Директор архива города N г-н Кольмар получил рождественский подарок еще в ноябре, когда в темном окне дома напротив маленького особняка, где размещался архив, зажглась первая свеча Адвента. Кольмар стоял у окна, прижавшись лбом к стеклу, и смотрел на эту свечу, когда в дверь его кабинета постучали двое рабочих. В архиве заканчивался ремонт и шла уборка. Рабочие внесли и поставили на пол большую картонную коробку.
- Это что? Где вы ее взяли? - спросил Кольмар.

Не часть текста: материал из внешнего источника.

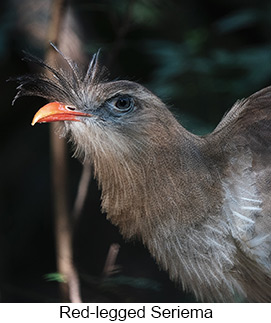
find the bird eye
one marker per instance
(123, 103)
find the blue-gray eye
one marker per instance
(123, 103)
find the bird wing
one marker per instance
(244, 135)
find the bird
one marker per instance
(200, 204)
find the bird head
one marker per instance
(119, 115)
(140, 153)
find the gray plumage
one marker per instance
(201, 205)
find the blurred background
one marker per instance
(198, 56)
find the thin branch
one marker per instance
(63, 231)
(110, 267)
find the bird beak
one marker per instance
(57, 111)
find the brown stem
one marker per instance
(69, 290)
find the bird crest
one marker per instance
(68, 83)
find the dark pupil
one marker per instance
(123, 103)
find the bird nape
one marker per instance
(201, 205)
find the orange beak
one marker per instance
(57, 111)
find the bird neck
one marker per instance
(163, 182)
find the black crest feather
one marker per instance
(68, 83)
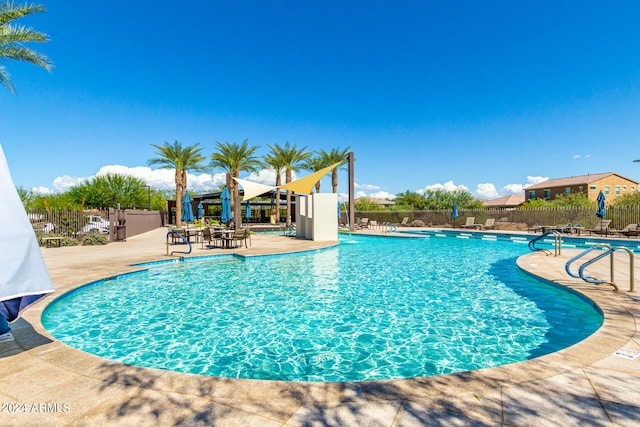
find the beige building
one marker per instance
(611, 184)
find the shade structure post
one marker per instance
(352, 203)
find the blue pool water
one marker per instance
(371, 308)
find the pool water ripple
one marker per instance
(379, 308)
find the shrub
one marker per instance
(94, 239)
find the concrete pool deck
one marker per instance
(46, 383)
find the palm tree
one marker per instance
(233, 158)
(276, 163)
(332, 157)
(292, 161)
(13, 37)
(314, 164)
(174, 156)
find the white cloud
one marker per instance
(42, 190)
(487, 191)
(513, 189)
(532, 180)
(163, 179)
(366, 186)
(448, 186)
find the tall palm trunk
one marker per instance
(277, 196)
(288, 180)
(179, 195)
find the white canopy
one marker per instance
(22, 268)
(253, 189)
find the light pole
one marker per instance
(148, 187)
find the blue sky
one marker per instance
(489, 95)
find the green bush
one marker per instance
(94, 239)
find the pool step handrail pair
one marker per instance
(557, 242)
(608, 251)
(180, 236)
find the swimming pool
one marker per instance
(371, 308)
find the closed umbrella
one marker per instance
(225, 198)
(187, 208)
(200, 210)
(601, 212)
(454, 213)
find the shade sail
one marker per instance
(253, 189)
(305, 184)
(187, 208)
(23, 274)
(226, 216)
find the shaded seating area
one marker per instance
(212, 235)
(631, 230)
(471, 222)
(235, 240)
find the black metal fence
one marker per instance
(66, 222)
(520, 219)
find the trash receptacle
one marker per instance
(121, 233)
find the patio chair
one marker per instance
(237, 238)
(209, 235)
(631, 230)
(471, 223)
(489, 223)
(404, 223)
(601, 228)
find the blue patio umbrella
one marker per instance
(601, 212)
(225, 198)
(454, 213)
(187, 208)
(200, 211)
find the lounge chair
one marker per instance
(631, 230)
(471, 223)
(601, 228)
(489, 223)
(404, 223)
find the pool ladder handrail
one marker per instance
(557, 243)
(567, 266)
(611, 252)
(185, 240)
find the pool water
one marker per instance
(372, 308)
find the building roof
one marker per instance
(510, 200)
(574, 180)
(376, 201)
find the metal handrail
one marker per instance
(390, 225)
(567, 266)
(557, 242)
(611, 282)
(174, 232)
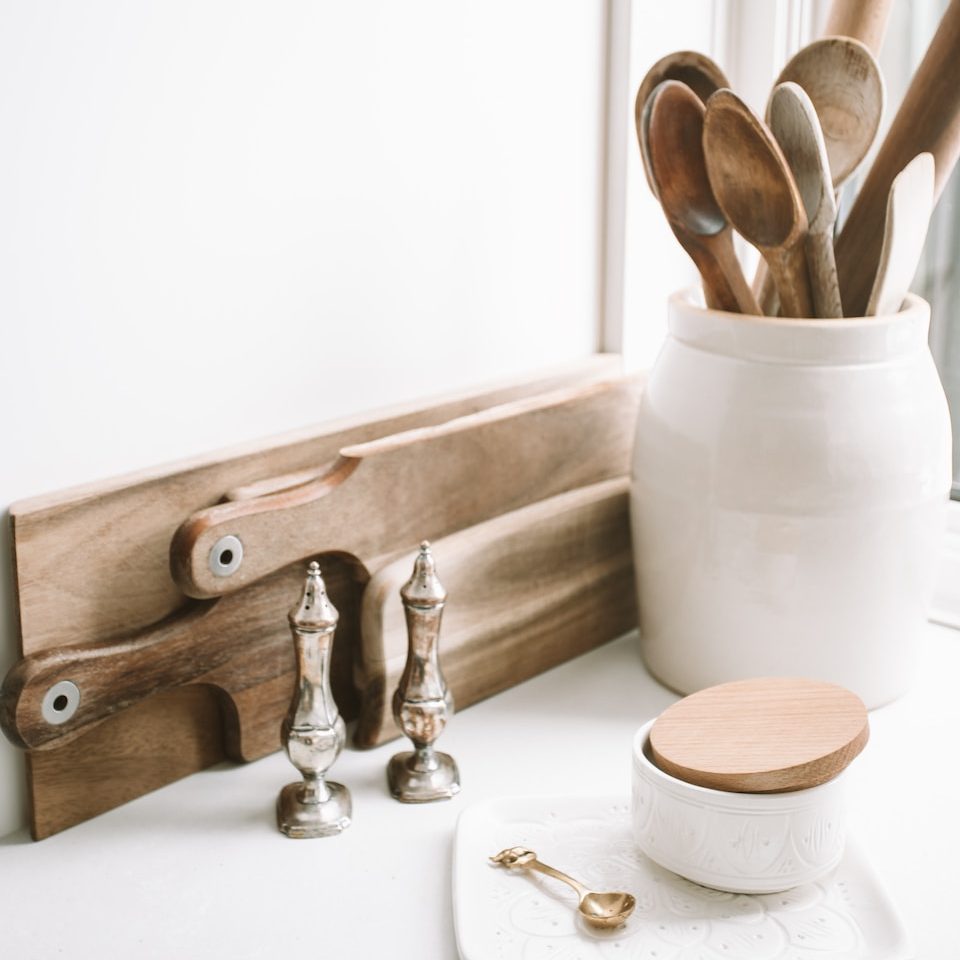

- Она на чердаке стояла, в углу. Кругом бумаги валялись, ее не сразу и заметили. Заглянули - она открыта, и там какое-то письмо. Решили прямо Вам отнести.
В коробке лежали перевязанные веревочками стопки библиографических карточек и вскрытое письмо из Берлинского гестапо директору архива города N от 29 ноября 1944 года. Удивительно, но никем не замеченная, коробка пролежала на чердаке больше 50 лет.
***
В 1942 г. "остарбайтерам" - невольникам, угнанным в Германию из оккупированных земель на востоке, была разрешена переписка. Гестапо понадобился цензор со знанием восточно-европейских языков.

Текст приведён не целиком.